Yes, one of the great challenges of life is for us not to give justifiable offense, nor to be offended. This can be more easily avoided if our brotherhood and sisterhood are real—and if we are willing to communicate, including the difficult giving and receiving of counsel, correction, and commendation. Helping relationships always involve some weighty communications. The true Christian is a communicator.
It is so easy to pass by, especially when we are busy and when we are on the equivalent of the other side of the street. We are busy being busy. We are often actually less generous with our time than with our money. We keep forgetting where our time comes from!
We ought to listen as carefully to those we supervise as to those who supervise us. You and I are usually pretty good at paying attention upward, but we are not nearly as good at heeding that which comes from other directions. Likewise, while parents are to teach their children, my, how we can learn from them at times!
We should, therefore, without being artificial, regularly give deserved, specific praise. One of the reasons for doing this is that we are all so very conscious of our shortcomings that it takes a persistent pattern of appreciation to finally penetrate. We are so certain, sometimes, we do not really have a particular skill or attribute that we severely discount praise. One of the reasons we need regular praise from "outside auditors" is to offset the low level of self-acknowledgment most of us have.
Commending communications ought to flow from us without too much concern with "the balance of trade." There is a straight and narrow path of communication, and off to each side are the perils and pitfalls of poor communication that is too caustic, too flattering, too little, too much, too general, too narrow, too soon, and too late. In the case of commendation in particular, sometimes it comes too late to be maximally helpful. Further, if we are not careful (and there is this tendency sometimes in the Church), we may be a little artificial and flowery. We are quick to discern undeserved praise, which we then discount—along with the credibility of the giver. Sometimes we even communicate too soon. We have all had the experience as parents of being so anxious to praise our children that we sometimes overpraise them before their job is done.
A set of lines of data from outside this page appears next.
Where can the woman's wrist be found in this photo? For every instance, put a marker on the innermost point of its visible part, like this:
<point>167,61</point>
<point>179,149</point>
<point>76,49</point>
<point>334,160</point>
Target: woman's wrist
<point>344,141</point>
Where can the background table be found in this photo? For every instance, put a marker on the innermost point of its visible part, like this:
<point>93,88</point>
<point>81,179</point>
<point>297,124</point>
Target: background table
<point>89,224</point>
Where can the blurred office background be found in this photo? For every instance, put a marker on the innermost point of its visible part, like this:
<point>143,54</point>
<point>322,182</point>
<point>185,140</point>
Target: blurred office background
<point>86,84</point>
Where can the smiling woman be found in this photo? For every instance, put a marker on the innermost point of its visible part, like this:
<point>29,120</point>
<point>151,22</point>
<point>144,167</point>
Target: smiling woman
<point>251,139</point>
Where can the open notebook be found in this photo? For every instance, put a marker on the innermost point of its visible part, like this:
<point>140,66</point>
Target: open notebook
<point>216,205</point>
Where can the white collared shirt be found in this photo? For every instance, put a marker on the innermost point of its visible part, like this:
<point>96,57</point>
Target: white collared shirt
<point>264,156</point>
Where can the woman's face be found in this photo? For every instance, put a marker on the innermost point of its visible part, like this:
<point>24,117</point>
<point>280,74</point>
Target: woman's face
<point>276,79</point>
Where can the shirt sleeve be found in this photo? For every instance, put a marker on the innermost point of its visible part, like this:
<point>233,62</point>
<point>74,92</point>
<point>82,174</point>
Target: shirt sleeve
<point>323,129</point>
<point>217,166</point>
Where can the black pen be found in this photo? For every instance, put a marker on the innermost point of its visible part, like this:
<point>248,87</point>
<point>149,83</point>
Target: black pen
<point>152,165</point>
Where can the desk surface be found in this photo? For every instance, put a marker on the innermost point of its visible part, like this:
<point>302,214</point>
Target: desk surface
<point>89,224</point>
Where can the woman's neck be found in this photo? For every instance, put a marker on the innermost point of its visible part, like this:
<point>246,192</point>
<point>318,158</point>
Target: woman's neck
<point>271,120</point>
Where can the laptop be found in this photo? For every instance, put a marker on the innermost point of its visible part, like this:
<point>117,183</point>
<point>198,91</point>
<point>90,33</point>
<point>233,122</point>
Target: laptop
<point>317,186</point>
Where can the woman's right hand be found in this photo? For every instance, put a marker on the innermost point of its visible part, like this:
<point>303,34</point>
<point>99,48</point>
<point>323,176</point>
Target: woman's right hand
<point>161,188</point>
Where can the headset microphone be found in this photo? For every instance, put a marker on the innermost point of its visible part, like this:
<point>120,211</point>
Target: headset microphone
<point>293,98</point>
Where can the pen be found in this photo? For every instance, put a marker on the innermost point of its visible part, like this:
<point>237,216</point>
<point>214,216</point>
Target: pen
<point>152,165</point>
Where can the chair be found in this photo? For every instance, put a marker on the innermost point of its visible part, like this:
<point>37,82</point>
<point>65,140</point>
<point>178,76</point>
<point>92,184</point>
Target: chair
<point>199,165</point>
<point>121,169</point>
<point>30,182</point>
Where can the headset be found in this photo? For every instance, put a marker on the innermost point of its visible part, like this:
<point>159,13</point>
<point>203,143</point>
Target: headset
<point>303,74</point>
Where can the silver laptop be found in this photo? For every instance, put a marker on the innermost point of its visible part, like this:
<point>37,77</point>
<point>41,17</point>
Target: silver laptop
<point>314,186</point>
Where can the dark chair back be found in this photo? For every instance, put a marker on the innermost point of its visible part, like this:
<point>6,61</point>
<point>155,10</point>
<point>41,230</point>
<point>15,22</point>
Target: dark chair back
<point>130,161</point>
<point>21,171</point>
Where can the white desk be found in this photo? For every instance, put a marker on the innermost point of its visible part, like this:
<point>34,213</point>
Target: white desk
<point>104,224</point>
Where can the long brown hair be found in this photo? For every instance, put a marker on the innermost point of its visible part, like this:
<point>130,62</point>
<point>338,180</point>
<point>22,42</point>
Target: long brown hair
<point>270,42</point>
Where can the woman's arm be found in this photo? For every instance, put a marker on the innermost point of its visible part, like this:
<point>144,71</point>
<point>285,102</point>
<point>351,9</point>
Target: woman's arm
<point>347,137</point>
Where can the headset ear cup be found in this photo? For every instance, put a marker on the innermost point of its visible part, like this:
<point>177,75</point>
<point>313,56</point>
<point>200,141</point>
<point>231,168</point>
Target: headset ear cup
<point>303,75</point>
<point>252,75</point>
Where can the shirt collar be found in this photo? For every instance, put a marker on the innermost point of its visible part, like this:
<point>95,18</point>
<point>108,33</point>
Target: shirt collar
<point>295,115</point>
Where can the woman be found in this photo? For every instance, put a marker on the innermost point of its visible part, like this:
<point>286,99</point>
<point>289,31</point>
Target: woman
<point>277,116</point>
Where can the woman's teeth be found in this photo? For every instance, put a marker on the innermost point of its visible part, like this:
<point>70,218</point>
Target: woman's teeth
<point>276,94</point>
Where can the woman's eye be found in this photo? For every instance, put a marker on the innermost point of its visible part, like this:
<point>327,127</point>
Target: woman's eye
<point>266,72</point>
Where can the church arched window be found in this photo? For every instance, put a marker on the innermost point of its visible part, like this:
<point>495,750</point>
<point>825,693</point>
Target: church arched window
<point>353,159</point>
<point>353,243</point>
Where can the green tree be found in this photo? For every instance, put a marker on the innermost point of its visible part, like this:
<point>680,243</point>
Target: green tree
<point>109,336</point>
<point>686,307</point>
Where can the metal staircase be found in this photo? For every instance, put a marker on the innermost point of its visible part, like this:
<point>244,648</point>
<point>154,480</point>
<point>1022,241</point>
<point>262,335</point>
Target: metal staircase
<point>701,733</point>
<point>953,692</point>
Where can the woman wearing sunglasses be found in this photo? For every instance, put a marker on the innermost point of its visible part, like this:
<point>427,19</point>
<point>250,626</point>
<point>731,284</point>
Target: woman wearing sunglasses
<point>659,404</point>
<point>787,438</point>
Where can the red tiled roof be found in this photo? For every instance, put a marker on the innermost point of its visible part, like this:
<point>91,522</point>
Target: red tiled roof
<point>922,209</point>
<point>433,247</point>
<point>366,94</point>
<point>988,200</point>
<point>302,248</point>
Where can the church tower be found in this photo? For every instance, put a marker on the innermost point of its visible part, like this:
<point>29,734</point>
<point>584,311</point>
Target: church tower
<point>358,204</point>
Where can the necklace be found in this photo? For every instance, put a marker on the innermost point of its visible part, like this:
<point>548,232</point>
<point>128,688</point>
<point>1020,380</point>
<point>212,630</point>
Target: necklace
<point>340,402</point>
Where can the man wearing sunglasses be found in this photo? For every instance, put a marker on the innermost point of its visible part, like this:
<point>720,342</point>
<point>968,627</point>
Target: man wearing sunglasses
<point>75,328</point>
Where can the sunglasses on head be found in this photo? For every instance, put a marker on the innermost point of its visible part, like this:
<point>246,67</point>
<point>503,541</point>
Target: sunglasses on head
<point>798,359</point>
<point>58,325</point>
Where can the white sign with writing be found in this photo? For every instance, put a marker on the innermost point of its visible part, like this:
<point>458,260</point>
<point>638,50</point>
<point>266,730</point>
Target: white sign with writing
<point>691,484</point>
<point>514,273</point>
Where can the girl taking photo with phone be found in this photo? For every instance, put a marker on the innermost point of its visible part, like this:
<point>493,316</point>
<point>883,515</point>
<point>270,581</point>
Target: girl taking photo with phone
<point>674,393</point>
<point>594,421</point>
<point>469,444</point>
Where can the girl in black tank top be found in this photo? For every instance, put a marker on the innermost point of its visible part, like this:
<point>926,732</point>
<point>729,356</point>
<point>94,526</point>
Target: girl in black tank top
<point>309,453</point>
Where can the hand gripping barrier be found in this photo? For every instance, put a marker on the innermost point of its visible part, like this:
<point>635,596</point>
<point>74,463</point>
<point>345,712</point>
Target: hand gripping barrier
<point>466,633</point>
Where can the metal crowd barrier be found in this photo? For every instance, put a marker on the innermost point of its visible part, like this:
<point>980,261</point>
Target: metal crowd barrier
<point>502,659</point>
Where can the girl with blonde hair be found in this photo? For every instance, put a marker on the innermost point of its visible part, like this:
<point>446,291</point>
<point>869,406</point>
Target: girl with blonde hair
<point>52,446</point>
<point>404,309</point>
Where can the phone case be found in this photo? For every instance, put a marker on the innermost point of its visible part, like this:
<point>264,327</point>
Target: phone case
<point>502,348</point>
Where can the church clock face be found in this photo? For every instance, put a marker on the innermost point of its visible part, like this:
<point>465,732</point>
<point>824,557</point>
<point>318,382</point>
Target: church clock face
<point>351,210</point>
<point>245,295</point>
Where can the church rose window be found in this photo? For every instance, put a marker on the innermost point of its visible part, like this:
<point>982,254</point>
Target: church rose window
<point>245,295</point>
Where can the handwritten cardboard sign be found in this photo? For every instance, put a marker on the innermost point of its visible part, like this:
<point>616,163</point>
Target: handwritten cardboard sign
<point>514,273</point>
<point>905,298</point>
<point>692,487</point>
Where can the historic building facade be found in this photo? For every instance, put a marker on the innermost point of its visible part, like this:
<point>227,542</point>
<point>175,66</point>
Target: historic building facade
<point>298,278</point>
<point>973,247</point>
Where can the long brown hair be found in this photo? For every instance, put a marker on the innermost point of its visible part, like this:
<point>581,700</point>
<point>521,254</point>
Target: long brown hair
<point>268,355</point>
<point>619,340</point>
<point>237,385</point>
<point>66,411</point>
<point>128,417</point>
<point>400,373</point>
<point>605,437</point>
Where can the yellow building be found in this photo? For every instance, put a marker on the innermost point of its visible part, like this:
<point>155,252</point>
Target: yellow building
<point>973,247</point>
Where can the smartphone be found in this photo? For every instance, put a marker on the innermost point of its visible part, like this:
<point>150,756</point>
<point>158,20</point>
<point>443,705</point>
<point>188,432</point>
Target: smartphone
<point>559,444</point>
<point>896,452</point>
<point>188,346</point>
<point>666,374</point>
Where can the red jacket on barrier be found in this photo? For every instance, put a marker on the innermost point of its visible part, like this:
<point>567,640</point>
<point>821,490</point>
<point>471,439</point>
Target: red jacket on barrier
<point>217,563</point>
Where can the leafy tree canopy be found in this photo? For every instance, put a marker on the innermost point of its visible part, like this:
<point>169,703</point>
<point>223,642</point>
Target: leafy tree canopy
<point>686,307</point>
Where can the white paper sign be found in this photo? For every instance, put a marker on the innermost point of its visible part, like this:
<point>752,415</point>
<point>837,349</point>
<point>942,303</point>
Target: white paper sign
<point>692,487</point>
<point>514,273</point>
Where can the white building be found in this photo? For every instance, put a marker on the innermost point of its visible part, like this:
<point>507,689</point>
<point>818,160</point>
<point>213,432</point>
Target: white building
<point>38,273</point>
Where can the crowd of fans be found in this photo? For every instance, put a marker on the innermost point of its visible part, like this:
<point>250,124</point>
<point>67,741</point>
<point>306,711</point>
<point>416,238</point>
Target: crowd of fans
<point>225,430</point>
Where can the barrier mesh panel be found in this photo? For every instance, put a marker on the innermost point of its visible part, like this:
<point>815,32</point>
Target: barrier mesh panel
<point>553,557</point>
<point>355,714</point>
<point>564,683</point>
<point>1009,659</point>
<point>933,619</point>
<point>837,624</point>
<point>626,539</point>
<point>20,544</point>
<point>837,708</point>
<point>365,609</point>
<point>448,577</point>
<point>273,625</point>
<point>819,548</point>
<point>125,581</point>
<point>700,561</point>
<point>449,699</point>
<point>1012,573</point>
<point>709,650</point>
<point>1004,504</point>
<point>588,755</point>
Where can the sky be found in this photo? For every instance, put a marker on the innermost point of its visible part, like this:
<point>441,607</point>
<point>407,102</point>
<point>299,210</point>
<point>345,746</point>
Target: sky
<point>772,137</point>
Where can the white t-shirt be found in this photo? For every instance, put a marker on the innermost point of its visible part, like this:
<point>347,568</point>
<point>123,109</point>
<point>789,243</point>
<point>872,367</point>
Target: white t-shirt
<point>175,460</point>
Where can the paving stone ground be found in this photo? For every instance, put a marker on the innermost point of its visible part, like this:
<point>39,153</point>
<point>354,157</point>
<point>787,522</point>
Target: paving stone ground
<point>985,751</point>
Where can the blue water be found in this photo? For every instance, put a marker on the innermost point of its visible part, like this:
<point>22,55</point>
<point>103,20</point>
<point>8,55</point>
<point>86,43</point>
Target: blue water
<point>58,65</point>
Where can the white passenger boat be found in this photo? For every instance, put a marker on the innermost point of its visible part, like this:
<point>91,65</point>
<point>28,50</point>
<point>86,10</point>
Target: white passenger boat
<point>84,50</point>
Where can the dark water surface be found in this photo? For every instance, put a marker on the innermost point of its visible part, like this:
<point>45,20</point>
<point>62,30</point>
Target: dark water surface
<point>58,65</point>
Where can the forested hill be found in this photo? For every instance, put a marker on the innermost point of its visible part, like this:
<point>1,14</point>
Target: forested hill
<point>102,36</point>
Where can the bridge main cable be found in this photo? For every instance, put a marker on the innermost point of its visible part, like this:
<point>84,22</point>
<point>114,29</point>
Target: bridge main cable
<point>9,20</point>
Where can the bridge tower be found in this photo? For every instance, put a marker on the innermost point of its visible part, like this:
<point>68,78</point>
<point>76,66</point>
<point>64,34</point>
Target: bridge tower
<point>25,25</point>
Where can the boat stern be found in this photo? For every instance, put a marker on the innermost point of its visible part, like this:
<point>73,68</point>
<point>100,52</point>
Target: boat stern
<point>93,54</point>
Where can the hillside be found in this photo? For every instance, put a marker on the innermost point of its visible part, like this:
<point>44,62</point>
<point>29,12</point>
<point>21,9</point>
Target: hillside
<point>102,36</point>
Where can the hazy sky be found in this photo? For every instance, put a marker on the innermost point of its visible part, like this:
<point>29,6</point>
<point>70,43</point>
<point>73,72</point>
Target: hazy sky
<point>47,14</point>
We ought to build a climate around us in which we are, in all situations, open to the comments of others. We should not make it too expensive emotionally for others to try to communicate with us. If it is too hard to do so, people will just pull back. If we are too well protected and too well defended, they are not going to extend themselves overmuch in an effort to communicate with us. It is difficult to say which is most dangerous—the mote in one's eye or the moat around his "castle" that keeps out the needed communications, involving correction, counsel, or commendation.